All the users stated that they might be encouraged to go to more exhibitions if they could experiment an AR system. “I go to a museum or to an archeological site just when I travel. I would go to visit the museums of my city if they would give me something new like this”. Other users suggested that the content of the ASO could be updated with a certain frequency. This would encourage them to go back to the exhibit to explore new things.

Five users considered the ASO bases as a limitation since they would use the ASO while walking whenever they want. However, this is exactly what the CH curators want to avoid: the risk of technology grabbing the spotlight.

Finally, participants were invited to provide suggestions. Three basic issues were raised:

  1. (1)

    A more accurate choice of the interface icons. The icons are used to suggest to the users the way to use the ASO and the number of experiences they can access. Such icons made confused some users for a while. Moreover, the testers would appreciate to have some hints directly placed on the top of the ASO’s base.

  2. (2)

    The ASO should include an on-demand tutorial to make visitors feel more confident at the beginning of the visit even without a first explanation.

  3. (3)

    Participants would like to interact with some of the virtual objects.

4 Lessons Learnt

In this section we give some considerations about designing of an ASO based on the state of the art of AR for CH sites, our cooperation with different CH practitioners and the experience gained during the design of the discussed artifact.

First of all, an ASO should be designed to be nonintrusive and to blend into the context. This is because an ASO is an external tool that can move the visitors’ focus on itself. For such reason the designers should consider technologies that can be easily camouflaged into the context. Also specific areas should be strategically predisposed to use such technologies. In this way, the ASOs require the users’ attention just there. Moreover, the device should be selected to be comfortable. Wearable technologies should be avoided when bulky and heavy. Another factor to take in mind is that people usually visit a CH site as a group and interact with each other. For such reason, the selected technology should not be a barrier between visitors. Exploiting intensely headphones or requiring users to continuously look through a screen can completely alienate them.

Furthermore, the ASO is aimed at creating personal links between visitors and the exhibit. This experience is possible by exploiting individual devices that can be independently used without any external helps. From a practical point of view, the devices should be affordable for all kinds of CH organizations. Small CH organizations often cannot afford expensive technologies. A good choice is to exploit common smartphones.

To design the visit experience, we have to take in consideration some characteristics. The AR system has to be attractive and enjoyable to foment people to visit a CH site and to give more interest to the exhibit content. Indeed, the new CH visitors are in habit to access to information in new technological ways and it is important to match their inclination. Another aspect to carefully consider is that that the ASO is a didactic device. Visitors should not confuse it with a game. On the other side, we learnt that the system must provide for some recreational activities. Indeed, during long visits, people can lose interest and attention. Recreational activities can be helpful to avoid attention decreases.

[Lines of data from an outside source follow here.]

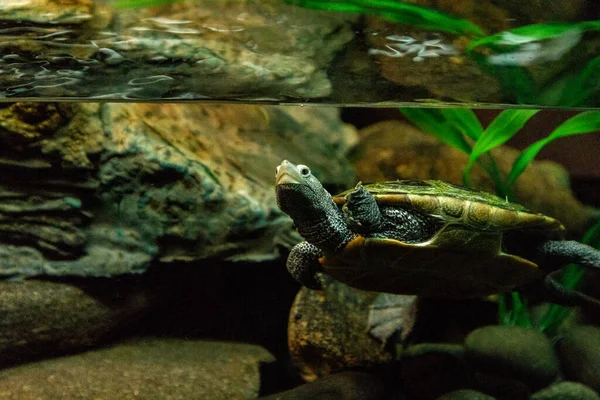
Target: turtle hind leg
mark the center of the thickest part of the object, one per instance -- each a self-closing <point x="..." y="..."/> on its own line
<point x="552" y="291"/>
<point x="556" y="253"/>
<point x="361" y="209"/>
<point x="303" y="264"/>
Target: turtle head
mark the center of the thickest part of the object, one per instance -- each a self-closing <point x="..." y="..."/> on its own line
<point x="298" y="191"/>
<point x="301" y="196"/>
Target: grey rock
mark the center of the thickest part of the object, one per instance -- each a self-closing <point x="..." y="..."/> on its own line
<point x="513" y="352"/>
<point x="144" y="368"/>
<point x="579" y="352"/>
<point x="566" y="391"/>
<point x="340" y="386"/>
<point x="465" y="394"/>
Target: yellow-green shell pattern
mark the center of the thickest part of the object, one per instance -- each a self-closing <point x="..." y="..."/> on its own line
<point x="465" y="258"/>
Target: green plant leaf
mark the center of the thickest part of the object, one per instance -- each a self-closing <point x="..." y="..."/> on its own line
<point x="588" y="121"/>
<point x="122" y="4"/>
<point x="502" y="128"/>
<point x="525" y="34"/>
<point x="397" y="11"/>
<point x="434" y="122"/>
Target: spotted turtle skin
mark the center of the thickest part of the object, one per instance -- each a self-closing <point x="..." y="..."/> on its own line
<point x="427" y="238"/>
<point x="465" y="255"/>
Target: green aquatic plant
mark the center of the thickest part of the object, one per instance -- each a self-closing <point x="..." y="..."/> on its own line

Finally, particularly attention must be given to the interaction design of the ASO. Visitors are not just passive users who visualize overlapped images. They must be considered as the centre of the AR system and they can fully interact with it. Moreover, the interaction should be intuitive for each kind of users. The visitors, indeed, are likely casual users and should be able to use the device without a long learning process. This can be possible also exploiting the affordance of the ASO’s size and shape. The ASO behaviour should be context adaptable, providing different modalities of interactions as well as different kinds of media to match users’ needs of the moment. For example, there are situations in which time visitors need to be supported in imagining a reconstruction through a digital reproduction, a specific era through an animation or a far land through sounds, colours or streaming videos. For such reason the kind of media must be selected painstakingly in collaboration with specific experts to achieve the desired goal.

5 Conclusions

In this paper we introduced the definition of ASO as a physical object designed to provide augmented reality experiences to the visitors of cultural heritage sites. The goal of an ASO is to enhance the visitors experience and generate more interest towards CH sites without moving the user focus on the technological device. As part of the study we have developed an instance of the ASO in form of an ancient brick. We followed a participatory design approach to develop an early prototype involving real CH practitioners. Then, we carried out a usability study with potential stakeholders to find potential issues and get first users opinions. On the basis of these evaluation and the experience gained along the entire research process, we have pointed out some findings that we discussed in forms of lessons learnt. The lessons can be exploited by AR designers to develop their own instance of an ASO.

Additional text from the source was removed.